In the world of crypto exchanges, there have been some, well, hiccups. One exchange in Canada had a bunch of Bitcoins in "cold storage," meaning they weren't accessible online. They were still password-protected, which should've been fine because this was an exchange. Surely they would've kept the passwords in more than one place, right?
There was one sole holder of the cold storage password. That guy died suddenly. Boom, access to the cold storage crypto horde was immediately lost like it was protected by the dumbest Smaug imaginable. That horde included 26,000 Bitcoins, which are worth... *checks notes* ... a metric shit-ton of money. (It was a Canadian exchange, so we go with the metric unit.)
That's nothing compared to the insanity of Mt. Gox, formerly the trader of 80% of all Bitcoins around the world.

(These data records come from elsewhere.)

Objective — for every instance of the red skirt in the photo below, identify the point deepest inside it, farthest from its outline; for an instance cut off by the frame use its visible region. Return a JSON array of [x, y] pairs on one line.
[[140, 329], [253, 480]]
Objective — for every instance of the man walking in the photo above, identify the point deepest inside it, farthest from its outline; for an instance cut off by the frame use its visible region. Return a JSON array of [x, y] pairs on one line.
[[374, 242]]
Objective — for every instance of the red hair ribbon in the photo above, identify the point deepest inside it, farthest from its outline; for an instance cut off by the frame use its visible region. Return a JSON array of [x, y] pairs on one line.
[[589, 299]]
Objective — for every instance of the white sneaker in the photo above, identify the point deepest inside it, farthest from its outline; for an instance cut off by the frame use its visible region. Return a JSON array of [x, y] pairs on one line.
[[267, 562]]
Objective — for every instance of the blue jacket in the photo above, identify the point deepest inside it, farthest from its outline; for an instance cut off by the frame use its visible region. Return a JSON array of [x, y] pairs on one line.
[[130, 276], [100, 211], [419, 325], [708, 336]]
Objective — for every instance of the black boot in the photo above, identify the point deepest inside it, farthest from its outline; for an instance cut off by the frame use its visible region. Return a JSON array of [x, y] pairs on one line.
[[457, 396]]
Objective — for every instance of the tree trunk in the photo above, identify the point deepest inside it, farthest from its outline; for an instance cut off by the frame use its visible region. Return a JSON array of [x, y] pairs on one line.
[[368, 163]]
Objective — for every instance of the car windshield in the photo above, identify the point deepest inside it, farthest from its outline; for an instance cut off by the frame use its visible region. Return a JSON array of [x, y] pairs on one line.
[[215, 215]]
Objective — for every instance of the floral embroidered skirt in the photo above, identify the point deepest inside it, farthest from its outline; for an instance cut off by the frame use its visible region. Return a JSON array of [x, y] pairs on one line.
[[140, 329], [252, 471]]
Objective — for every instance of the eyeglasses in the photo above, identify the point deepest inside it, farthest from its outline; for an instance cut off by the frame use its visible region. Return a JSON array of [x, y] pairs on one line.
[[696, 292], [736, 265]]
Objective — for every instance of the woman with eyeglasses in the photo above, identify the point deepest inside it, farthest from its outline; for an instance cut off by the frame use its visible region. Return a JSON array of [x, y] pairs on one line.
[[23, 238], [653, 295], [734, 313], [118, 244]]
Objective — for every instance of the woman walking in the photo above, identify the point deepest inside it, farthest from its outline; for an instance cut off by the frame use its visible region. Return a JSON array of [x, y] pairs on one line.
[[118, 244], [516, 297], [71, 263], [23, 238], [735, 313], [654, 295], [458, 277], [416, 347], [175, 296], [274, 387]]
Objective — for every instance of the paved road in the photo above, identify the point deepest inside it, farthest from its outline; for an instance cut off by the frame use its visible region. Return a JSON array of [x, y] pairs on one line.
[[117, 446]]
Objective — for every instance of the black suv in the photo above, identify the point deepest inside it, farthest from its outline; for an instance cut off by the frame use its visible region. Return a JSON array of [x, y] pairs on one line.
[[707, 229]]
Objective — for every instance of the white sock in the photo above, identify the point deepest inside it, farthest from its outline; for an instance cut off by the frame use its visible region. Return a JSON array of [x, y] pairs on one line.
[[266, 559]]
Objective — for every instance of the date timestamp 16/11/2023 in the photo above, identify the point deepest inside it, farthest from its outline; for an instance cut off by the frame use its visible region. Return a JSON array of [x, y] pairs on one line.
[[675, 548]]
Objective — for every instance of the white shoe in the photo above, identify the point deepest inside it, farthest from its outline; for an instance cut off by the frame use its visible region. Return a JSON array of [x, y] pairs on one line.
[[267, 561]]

It was also revealed to be a giant Ponzi scheme, the preferred scheme of the 21st Century.
Mark Karpeles, the head of the exchange, originally claimed that he 'misplaced' 850,000 Bitcoins but then miraculously recovered 200,000 of them in time to try and convince Japanese regulators that he was on the up-and-up. Of course, being even half-heartedly interested in their jobs, they promptly shut him down. It was a completely unforeseen end to what started as a Magic: The Gathering exchange because history is way, way dumber than we'd like to admit.
Now, if these coins had been held by a bank, a government could step in and make customers whole, especially in the case of such massive fraud. But that's not how this works because, again, crypto doesn't have a government behind it. There's no structure to make people whole for lost crypto.
You could have one, sure, but that would require, you know, a government. The thing crypto is specifically built to circumvent.